There was also a stall selling the Socialist Worker. My friends and I have long taken issue with the Socialist Worker's "F**K FEES" slogan.

"You should have courage in your expletives," my friend told one of the people running the stall.

"That's actually an old argument," he replied, "You know it's actually illegal to display obscenities and actually you can be prosecuted for it."

That's the spirit.

Soon we were marching. My two friends and I had with us blackboards and chalk. On these we wrote withering, ironic phrases which we angled at passing media people. "Don't piss in the kettle" (accompanied by a picture of a kettle) was an early favourite.

We marched and marched and marched and when we reached the north side of Parliament Square we stopped. Now, it was apparently at this stage that we "deviated from the agreed route": we were supposed to carry on up Whitehall then turn right and have a rally up by the Hungerford Railway Bridge.



There are two things that it is worth saying about this. One, most of us had not heard anything about any agreed route and it seemed as though the way up Whitehall was blocked. Two, the proposed rally point, up by the Hungerford Railway Bridge, is about three quarters of a kilometre from the House of Commons and isolated from politically iconic buildings.

The green on Parliament Square was protected by temporary fencing but some people broke it down on the south side of the square and soon we had all piled in. As a crowd, we were pushing to the west towards the Palace of Westminster. Some sort of battling was going on at the front but, back where we were, we practised our chants and drank whisky-laced coffee:

"Whose streets? Arse treats! Whose streets? Arse treats!"

This went on for some time and people began settling in, making fires from placards and so on. It seems perversely radical to burn your own message.

Then, for reasons few of us understood at the time, we all abandoned the eastern front and tried to scarper off down Victoria Steeet in the south-west corner of the square (I learned later that we were trying to avoid being kettled and that this was the last way out of the square). It was in that corner that the Met had stationed its most ill-tempered employees. It had hoisted some on enormous horses.

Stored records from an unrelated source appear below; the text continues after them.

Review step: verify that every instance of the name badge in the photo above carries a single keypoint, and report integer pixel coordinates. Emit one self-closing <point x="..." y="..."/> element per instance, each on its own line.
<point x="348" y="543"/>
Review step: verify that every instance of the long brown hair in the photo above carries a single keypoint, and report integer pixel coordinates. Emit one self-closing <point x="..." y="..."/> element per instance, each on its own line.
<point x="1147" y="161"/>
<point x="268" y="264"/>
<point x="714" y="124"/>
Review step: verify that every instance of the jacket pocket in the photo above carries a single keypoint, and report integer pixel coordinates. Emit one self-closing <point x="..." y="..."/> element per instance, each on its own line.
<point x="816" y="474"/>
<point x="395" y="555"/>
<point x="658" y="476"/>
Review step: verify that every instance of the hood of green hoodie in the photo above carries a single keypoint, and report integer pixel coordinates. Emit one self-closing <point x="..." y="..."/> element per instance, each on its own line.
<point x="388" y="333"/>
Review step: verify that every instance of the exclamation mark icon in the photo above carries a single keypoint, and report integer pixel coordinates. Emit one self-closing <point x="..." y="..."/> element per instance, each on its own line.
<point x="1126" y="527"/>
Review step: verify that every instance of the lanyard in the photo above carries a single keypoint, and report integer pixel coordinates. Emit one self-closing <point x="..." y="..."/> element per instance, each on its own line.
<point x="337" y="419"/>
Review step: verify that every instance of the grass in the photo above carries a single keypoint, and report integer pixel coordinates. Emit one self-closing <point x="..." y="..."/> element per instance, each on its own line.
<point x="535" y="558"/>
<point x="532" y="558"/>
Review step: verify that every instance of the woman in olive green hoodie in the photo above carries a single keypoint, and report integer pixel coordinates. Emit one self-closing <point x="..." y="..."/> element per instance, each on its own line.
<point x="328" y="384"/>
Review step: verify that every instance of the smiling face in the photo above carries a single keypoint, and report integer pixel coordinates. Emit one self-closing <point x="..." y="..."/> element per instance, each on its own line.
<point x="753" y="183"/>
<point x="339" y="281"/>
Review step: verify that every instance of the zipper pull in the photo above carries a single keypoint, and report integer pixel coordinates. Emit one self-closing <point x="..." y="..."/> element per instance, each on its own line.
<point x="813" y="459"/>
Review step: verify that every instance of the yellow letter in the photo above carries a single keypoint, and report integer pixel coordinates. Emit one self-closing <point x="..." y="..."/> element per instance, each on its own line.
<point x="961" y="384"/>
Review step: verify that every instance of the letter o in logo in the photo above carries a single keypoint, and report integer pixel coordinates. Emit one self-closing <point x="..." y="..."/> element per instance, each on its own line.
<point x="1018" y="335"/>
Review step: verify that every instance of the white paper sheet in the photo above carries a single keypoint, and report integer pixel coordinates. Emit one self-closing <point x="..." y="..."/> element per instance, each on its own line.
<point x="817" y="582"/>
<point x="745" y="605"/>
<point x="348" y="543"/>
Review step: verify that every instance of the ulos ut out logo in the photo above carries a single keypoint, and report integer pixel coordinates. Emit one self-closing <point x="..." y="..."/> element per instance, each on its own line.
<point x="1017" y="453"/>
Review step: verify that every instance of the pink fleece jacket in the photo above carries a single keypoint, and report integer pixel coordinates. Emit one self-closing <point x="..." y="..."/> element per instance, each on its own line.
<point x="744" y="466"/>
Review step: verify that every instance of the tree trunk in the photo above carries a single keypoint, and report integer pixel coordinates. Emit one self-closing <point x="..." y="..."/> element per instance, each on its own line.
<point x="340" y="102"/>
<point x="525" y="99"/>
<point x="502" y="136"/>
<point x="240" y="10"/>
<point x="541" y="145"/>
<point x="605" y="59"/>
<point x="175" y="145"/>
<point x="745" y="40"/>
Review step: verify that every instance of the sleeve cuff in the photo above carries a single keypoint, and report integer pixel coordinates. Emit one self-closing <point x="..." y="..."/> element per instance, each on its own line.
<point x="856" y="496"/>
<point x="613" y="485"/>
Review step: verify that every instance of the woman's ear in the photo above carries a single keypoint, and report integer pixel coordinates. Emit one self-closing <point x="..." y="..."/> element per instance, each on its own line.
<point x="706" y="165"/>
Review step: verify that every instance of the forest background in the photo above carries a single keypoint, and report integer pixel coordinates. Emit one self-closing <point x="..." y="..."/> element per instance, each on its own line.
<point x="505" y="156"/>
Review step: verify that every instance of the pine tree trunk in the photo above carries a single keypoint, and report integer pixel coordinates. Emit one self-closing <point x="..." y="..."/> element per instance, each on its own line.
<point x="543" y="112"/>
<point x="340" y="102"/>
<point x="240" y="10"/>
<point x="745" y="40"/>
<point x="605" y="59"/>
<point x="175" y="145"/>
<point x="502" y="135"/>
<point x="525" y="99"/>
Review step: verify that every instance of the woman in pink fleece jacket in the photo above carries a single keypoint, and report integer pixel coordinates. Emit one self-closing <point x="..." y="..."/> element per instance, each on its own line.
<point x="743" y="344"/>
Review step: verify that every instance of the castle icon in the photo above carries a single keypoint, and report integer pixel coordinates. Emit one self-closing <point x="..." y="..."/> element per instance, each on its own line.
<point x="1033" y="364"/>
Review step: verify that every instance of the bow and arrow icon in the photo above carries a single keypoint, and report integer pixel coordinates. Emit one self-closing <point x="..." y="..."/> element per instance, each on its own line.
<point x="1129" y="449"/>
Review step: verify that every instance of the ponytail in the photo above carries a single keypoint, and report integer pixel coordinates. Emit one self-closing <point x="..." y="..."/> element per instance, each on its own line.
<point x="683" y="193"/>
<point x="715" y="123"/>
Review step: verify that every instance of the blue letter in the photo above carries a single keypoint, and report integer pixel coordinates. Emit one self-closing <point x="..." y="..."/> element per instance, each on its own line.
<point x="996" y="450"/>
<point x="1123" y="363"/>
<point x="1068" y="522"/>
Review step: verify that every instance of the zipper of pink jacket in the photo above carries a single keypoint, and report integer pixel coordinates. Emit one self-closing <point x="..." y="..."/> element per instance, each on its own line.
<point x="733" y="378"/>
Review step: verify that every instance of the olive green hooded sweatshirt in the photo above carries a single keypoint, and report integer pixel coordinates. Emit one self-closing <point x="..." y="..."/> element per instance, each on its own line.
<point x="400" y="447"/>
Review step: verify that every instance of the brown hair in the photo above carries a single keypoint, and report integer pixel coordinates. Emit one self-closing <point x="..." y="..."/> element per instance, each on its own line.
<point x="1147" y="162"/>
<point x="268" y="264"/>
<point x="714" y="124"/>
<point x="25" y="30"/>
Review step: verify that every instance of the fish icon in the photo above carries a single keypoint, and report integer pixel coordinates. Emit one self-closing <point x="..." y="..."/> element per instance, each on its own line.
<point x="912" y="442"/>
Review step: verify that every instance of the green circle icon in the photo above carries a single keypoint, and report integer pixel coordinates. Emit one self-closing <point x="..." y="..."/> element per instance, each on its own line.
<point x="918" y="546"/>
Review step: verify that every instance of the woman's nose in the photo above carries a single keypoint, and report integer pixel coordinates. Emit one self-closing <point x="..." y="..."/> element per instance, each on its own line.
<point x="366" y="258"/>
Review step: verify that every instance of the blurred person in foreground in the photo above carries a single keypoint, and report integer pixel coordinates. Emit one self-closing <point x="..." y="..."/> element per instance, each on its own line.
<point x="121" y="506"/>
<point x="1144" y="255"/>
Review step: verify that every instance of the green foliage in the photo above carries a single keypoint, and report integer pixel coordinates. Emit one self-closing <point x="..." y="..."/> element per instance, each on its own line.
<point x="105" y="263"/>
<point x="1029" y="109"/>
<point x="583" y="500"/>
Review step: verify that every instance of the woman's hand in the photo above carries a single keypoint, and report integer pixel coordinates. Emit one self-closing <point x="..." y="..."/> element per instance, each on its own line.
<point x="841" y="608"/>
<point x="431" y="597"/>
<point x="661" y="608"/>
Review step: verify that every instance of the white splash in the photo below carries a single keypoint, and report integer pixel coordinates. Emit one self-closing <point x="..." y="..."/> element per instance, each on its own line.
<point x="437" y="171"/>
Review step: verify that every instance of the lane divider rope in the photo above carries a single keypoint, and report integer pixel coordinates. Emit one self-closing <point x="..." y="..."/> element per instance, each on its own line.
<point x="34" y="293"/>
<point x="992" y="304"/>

There was a certain amount of stick and smoke-bomb chucking going on. Soon, there were cries of "make way, make way" as young girls bleeding from the head were carried back through the crowd. My friend, who is taller than me, said that from what he could see, one of the police officers was a special maniac and might have been responsible for this.

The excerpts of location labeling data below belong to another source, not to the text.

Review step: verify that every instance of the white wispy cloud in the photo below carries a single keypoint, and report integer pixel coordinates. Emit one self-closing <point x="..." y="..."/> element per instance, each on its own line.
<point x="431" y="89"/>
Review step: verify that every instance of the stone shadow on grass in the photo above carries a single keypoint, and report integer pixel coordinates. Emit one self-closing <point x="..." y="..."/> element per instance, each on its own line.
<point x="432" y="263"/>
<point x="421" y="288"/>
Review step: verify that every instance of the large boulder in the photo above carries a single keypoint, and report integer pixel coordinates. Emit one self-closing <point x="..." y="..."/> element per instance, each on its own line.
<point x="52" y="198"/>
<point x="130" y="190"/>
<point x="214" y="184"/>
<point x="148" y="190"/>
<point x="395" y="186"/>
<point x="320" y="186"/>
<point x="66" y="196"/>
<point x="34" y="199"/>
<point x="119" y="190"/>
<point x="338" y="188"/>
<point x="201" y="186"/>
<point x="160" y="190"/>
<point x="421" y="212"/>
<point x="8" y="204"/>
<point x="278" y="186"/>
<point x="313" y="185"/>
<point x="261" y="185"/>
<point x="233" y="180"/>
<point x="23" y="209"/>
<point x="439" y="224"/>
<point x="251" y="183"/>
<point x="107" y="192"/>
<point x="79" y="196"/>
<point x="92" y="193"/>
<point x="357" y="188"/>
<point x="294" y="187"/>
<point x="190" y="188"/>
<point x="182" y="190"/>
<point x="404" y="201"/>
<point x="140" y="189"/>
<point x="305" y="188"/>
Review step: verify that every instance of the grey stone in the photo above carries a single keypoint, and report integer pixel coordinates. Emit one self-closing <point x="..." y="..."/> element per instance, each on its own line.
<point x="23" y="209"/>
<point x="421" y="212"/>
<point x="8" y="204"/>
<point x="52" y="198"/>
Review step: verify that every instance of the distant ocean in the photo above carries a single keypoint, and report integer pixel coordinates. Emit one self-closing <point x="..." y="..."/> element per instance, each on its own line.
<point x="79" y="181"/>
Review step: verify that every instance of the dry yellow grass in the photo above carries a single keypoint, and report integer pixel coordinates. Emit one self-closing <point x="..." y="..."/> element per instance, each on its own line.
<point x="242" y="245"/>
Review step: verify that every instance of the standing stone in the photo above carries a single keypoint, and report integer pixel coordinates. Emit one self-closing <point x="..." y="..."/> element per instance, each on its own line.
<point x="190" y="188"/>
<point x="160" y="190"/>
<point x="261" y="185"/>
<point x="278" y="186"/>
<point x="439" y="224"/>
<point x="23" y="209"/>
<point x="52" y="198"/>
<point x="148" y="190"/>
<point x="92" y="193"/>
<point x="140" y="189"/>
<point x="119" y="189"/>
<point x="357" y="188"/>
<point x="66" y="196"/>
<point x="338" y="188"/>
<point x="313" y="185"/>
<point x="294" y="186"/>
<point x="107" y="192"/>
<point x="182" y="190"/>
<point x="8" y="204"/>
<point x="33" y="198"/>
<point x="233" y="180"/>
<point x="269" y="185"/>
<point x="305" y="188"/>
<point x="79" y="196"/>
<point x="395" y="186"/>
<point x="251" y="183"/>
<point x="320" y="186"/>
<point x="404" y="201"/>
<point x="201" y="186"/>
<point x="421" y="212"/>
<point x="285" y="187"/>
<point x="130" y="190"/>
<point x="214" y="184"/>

Then there was a cavalry charge. Trying to stay upright in a terrified crowd of hundreds of people while carrying a blackboard and fleeing charging horses as fast as you can is difficult. The Python Terry Jones used to say that he was tickled by the use of 'run away!' as a military command and enjoyed putting it in the script of Holy Grail as many times as possible. On Thursday, it was the only command I had any use for. When I turned round I saw two figures standing among the horses holding each other. They each looked about four and a half feet tall. This little phase was later reported by Sky News as "Mounted police attacked by protesters".

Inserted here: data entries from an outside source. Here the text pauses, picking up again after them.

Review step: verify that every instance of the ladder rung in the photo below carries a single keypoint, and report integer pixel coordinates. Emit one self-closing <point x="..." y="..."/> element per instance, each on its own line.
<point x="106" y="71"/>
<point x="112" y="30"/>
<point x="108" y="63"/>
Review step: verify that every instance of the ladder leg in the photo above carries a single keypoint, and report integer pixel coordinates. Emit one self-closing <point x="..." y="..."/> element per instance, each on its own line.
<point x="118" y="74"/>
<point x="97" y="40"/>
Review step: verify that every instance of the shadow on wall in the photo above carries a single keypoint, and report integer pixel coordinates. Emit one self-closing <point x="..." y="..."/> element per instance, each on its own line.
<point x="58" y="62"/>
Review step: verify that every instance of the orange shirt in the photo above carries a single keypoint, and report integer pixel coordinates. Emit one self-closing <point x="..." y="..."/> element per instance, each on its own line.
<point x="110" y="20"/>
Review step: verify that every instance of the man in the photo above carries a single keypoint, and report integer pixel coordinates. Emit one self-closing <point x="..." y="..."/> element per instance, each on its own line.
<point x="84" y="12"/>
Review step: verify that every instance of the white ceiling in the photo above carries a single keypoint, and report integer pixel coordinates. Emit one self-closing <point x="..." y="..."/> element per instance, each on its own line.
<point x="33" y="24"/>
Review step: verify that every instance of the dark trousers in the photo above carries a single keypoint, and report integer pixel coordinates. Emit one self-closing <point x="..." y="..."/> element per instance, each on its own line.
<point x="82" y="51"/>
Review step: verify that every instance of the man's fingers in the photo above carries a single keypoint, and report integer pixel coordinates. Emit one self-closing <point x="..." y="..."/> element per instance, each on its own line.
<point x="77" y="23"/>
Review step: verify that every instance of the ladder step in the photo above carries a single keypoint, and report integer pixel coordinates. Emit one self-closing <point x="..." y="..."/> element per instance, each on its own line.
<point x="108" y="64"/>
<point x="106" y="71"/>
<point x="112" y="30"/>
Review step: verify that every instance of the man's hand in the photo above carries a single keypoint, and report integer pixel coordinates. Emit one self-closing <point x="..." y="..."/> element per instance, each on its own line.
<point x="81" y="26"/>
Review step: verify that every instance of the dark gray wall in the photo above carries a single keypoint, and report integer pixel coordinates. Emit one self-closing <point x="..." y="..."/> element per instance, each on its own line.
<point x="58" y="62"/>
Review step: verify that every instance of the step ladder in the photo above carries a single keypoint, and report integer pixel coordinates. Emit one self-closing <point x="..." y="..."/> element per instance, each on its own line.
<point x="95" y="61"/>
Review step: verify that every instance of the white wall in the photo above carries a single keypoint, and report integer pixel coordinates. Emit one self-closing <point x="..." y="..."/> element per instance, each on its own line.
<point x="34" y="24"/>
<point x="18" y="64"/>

As the crowd reformed, the mood changed. Time to redaub our chalky palimpsests with more serious-minded, horse-themed slogans. My friend came up with "We met at the riding club". I had "Courses not horses". The fences around the green had been supported by concrete blocks; people were now smashing these into smaller pieces to hurl at the police lines. While I watched someone doing this, a man said to me that he thought throwing lumps of concrete was going too far. I suggested that so long as they were very small lumps – gravel-size, say – it might not be that bad. Another man explained to him that he only had these reservations because he is English: in continental Europe they do this sort of thing all the time and everybody thinks it's fine – indeed, it is fine (he said).

It became clear that getting out on to Victoria Street was no longer possible. We drifted back to the green for a slow simmer in the kettle and waited for the outcome of the vote, which was to be announced some time after 5.30pm. We ate some homemade samosas and someone set fire to a plastic booth creating a vast column of black smoke. The air was seriously acrid and choking from this point on.

We had a little radio and were able to announce that the bill had passed to some nearby people. No reaction. We booed a bit and then set about trying to leave. This turned out to be impossible and one of my friends became separated from the other two of us.

Twenty minutes later, I spotted him in a surging crowd of hundreds of people running away from a police baton charge. I pulled him into the relatively calmer waters at the edge of the Treasury building. No sooner had we achieved this reunion than we became the front line. We were some of the only people standing between police lines and people trying to break a Treasury window. A strong light shone on us from a helicopter far above.

The crowd began doing some fairly unusual multi-tasking. One eye had to be kept on the agitated police line but the other eye was needed to appraise the work of the window smashers who, at this stage, were doing a clearly inadequate job. For one thing, they were hitting the central and most boingy window panes. For another, they were using blunt pieces of concrete. People began shouting advice: "smash the wood!"; "no, smash the glass and then pull out the frame!"; "get a run up!".

Eventually, some masked men turned up with a big metal pole and began lancing the window. "Sorry, sorry. Excuse me," was their cry as they came through the crowd.

A light came on inside the room, suggesting that there were police inside. This was a bad window, the crowd decided. There is a board behind it and, even though we've got through the glass, there'll be no getting through that board. Next window!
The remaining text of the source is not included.